Mutabaruka, in commenting on this reality, asks, "Which line do the ethnic minorities join in Jamaica?" He never sees them in the passport line or the TRN line. Nor do I see them at the penal institutions or the lock-ups! He further observes that even when we join these lines, it is not unexpected that for the simplest of error, we have to 'come back', traversing three to four parishes either way.
It is the story of a majority still not honoured in their own land.
LABOUR AND THE LAW
The common law of Jamaica is the common law of England. The forces that influenced the anti-union, anti-worker laws in Britain were exported here wholesale. That is why the Trade Union Act of 1919 had to be passed. Prior to its passage 91 years ago, the activities of unions were considered criminal and, where workers were proven to be encouraged to breach their contract of employment by strike action, such action, in itself, made unions liable to pay damages.

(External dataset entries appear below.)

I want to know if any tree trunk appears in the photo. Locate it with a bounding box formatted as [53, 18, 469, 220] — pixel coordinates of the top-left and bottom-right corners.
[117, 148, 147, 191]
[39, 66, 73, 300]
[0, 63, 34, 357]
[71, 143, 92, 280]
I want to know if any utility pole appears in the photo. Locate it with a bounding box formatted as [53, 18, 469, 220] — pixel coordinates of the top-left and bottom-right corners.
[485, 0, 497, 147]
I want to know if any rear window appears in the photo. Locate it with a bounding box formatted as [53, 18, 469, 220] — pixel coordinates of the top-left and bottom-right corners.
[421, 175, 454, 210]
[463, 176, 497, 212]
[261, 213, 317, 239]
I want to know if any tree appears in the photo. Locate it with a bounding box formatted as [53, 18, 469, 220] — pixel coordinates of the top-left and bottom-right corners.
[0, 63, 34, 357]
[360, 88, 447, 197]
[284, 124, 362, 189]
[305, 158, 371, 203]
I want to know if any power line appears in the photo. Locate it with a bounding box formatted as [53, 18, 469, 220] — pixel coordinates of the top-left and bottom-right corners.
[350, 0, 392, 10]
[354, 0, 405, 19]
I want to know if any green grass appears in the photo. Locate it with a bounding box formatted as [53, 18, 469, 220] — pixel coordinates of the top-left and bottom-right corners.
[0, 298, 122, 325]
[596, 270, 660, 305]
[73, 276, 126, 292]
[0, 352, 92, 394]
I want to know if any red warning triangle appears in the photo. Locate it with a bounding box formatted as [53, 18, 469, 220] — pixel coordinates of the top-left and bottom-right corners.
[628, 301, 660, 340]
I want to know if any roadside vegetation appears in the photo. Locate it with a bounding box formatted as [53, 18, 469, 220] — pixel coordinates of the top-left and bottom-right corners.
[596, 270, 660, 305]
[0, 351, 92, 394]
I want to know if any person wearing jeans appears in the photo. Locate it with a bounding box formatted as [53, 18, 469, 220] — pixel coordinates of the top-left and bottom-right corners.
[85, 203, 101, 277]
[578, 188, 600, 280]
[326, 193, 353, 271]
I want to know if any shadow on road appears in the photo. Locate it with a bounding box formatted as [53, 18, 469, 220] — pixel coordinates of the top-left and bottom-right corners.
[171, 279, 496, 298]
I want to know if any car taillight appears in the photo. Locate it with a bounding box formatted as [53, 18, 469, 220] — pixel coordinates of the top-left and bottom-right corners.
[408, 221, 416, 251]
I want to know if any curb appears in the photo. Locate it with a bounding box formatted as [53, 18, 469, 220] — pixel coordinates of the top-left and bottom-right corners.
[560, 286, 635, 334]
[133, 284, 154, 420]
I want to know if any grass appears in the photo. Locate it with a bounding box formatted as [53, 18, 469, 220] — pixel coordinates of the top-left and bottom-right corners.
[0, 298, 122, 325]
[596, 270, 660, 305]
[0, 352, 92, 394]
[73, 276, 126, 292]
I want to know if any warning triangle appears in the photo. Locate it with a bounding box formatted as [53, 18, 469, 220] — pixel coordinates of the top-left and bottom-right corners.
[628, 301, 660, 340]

The change in the law was not from the benevolence of lawmakers. No, it was because politicians needed the vote of workers at election time. It had become untenable to those workers that their voice - the union - was criminalised for seeking to improve their wages and working conditions, and so, increasingly, governments had to make concessions to labour by legislating more worker-friendly laws.
The common law - except for statutory intervention - has always favoured the business class in preference to workers. That is why Dr Taylor highlights the passage of the 1974 Labour Relations and Industrial Disputes Act as one of the most important pieces of legislation since the Emancipation Act of 1838. So, prior to the establishment of the Labour Tribunal in Jamaica in 1974, the worker had to seek recourse in the courts. The courts frowned upon reinstatement, and would not compel an employer to re-employ a worker, no matter how egregious the unlawful circumstances surrounding his dismissal were. So the worker could only receive damages in lieu of reinstatement.
These damages were usually assessed in favour of the employer. The courts would not give an award above a formula that estimated "the amount of time it would take the unlawfully dismissed worker, with the best of efforts, to find new employment in the job market". Invariably, this would be no more than three months' pay.
Naturally, this approach to an unjustifiable dismissal presented incentive to a shrewd employer to make the calculated decision to - without good cause - dismiss a long-standing worker or an active union delegate, thereby avoiding the payment of severance earned by this long-service employee.
The Labour Relations and Industrial Tribunal revolutionised the remedies open to the worker, wresting labour disputes from the halls of the Supreme Court and taking them to the tribunal, where a member elected by the union, one employer representative, and the third, an independent member, could deliberate on labour disputes.
We should never take the inclusion of a union representative to sit and deliberate on labour disputes as an achievement of any small measure. The judges of the courts have been more closely aligned to the employer class than the working class. Judges themselves have, sometimes, been quite conscious of their particular bias.